Seven in 10 (70 percent) IT professionals are under increasing pressure to deliver and support an all-wireless workplace from their top executives and employees from the mobile generation who are demanding greater flexibility and better collaboration, according to a global survey from Aruba Networks.
Just more than half (51 percent) of global organizations saw a rise in mobile or remote working last year and 77 percent noted an increase in employees of the mobile generation using mobile devices for work during the past year.
The results suggest the debate about how to support bring-your-own-device (BYOD) policies is becoming a thing of the past as 58.7 percent of IT professionals said their company has already fully embraced employee BYOD or implemented new policies to support it.
“New technologies and new ways of doing business are irreversibly transforming the way we design offices as well as the way we fundamentally think of work spaces,” Chris Sanderson, The Future Laboratory co-founder, said in a statement. “Cloud-based technologies and the increased use of mobile devices as our work tools of choice are ushering in a new social, cultural and corporate paradigm where workplaces are more federated and collaborative, less hierarchical and increasingly less location-specific, as more of generation mobile employees clock in by logging on.”
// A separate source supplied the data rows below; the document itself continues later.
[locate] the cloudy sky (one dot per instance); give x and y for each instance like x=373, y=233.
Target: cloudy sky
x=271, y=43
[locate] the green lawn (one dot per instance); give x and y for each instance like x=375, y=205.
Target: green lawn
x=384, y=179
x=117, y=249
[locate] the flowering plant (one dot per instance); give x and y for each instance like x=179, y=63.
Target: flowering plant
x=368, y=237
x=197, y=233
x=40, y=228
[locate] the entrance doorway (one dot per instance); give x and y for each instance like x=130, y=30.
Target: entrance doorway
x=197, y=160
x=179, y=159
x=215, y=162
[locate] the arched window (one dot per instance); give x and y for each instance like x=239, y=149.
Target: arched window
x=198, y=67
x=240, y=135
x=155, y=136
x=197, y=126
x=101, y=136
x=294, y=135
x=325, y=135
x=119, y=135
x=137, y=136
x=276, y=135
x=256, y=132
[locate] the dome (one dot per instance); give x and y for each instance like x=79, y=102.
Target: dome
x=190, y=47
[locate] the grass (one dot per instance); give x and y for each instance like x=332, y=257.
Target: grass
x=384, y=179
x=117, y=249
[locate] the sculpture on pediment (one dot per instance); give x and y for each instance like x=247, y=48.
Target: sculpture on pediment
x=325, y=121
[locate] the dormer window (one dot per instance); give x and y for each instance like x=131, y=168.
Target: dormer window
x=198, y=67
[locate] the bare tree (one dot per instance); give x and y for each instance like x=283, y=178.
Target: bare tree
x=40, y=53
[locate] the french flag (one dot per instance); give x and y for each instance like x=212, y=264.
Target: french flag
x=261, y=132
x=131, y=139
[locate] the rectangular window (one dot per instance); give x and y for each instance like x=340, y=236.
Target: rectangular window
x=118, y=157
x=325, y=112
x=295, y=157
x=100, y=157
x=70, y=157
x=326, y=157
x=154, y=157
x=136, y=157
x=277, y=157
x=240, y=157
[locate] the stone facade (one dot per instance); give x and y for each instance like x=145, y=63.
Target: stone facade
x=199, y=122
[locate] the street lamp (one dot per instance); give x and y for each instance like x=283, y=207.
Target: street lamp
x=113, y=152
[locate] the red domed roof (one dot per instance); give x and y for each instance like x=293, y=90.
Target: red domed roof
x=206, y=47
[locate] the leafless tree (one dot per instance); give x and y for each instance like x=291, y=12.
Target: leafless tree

To support top executives and the mobility demands of the current generation, 71.1 percent of IT departments increased their investment in WiFi, while another 46 percent were granted increased budgets for future mobility projects.
In addition to a significant competitive advantage, business leaders now recognize that the benefits of this approach include employee retention, productivity and cost savings, the report concluded.
However, the results highlight that today just 14 percent of employees enjoy the flexibility and freedom of such a workplace, suggesting that global businesses still have a lot of work to do.
“Technology should be an enabler for our staff. Across our council, employees are now actively choosing a ‘mobile-first’ working model, because it makes them more efficient,” Aruba customer Russell Hookway, a network and telecommunications manager at the Royal Borough of Kensington and Chelsea, said in a statement. Creating an environment that supports this model makes good business sense. “Our new message to workers is work where you want, when you want and how you want. No questions asked.”
The survey revealed 55.5 percent of companies globally actually encourage or have no policy banning the use of personal devices at work, and only 12.4 percent discourage the use of personal devices for work.
When IT professionals were asked about security concerns as they relate to mobility, 73.5 percent assessed mobility security requirements based on the devices’ security features or the employees’ mobile work requirements.
Just 13.3 percent responded that security concerns have stopped them from allowing mobile work capabilities for employees of the mobile generation.